THE mother of a severely ill teenager who is unable to eat, drink, walk or talk says she has been “dangerously let down” after being left without food or fluids for 24 hours.

Olivia Baalham, who suffers from a rare neurological disorder called Rett Syndrome, has been moved from the care of the children’s department at Colchester General Hospital to adult wards since turning 18 last month.

But her distraught mother, Natalie Palmer, has hit out at the rules and described her recent hospital stay as “diabolical”.

Natalie, of Long Road, Lawford, said: “I spent a year in transition meetings talking about what we need in place.

“I spoke about my frustrations and concerns about her hugely complex medical needs and learning difficulties.”

However, Natalie said her concerns were realised when she was admitted to hospital.

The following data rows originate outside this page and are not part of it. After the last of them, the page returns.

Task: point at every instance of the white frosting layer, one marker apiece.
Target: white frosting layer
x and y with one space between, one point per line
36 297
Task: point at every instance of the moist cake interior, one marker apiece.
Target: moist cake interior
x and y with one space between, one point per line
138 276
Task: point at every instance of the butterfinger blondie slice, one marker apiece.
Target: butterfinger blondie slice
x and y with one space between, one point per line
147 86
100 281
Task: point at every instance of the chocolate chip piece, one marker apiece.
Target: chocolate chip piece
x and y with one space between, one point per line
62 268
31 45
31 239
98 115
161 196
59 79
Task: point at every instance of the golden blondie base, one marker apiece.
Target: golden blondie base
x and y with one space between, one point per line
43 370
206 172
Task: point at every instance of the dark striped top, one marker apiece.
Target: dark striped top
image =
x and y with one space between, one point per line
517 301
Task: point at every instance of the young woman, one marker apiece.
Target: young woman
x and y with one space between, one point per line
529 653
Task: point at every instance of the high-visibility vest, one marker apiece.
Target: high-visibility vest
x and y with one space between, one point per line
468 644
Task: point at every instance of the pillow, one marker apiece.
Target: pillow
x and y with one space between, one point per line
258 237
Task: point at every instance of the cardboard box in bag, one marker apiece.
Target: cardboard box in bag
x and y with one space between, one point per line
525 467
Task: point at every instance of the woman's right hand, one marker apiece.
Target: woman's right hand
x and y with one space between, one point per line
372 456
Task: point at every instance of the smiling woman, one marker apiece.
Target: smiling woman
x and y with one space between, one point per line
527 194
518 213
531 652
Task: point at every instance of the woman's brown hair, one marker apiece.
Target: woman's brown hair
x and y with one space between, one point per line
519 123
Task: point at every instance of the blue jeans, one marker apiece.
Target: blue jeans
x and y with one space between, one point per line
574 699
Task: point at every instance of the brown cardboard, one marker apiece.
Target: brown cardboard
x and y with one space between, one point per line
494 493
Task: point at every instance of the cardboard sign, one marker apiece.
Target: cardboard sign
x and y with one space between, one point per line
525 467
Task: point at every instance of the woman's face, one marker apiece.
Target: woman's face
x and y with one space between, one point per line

She said: “An adult ward is a dire place.

“It’s scary and she’s not used to the environment and they can’t cater for her.

“The woman in the next bed has dementia and keeps wanting to give Olivia a biscuit but she can’t swallow.

“She is at high risk of infection from her tubes and there are people using commodes three feet away.”

Olivia has a Hickman line for medicines as well as for her nutrition and for blood tests.

But Natalie said staff have tried to take blood without it and said on Saturday night Olivia did not receive her daily two litres of nutrition which are her only source of food and fluid.

Natalie, who also has a 14-year-old daughter, Lucy, and three-year-old son, Alistair, said: “It’s her only source of nutrition.

“She needs it seven nights a week 365 days a year.

“She’s been in for a week.

“I asked why they didn’t give her a saline IV line as she had no fluids in the middle of a heatwave.”

Olivia has been in and out of hospital since last October due to problems with her gastrojejunostomy tube, which bypasses her stomach and large intestine.

The tube has been causing her severe pain and reflux.

Natalie added: “She was crying in pain and retching.

“She was in the high observation ward, which was great, but she is now on a ward in a bay of six.

“She’s been teeth grinding, which she does when she is anxious.

“She is so vulnerable.

“It’s been my worst nightmare.”

Natalie would like to see the rules changed meaning the ongoing care of seriously ill youngsters like Olivia can be kept on the children’s ward.

A spokesman for Colchester General Hospital said: “We are really sorry to hear of the family’s concerns and are working with Mrs Palmer to find solutions.”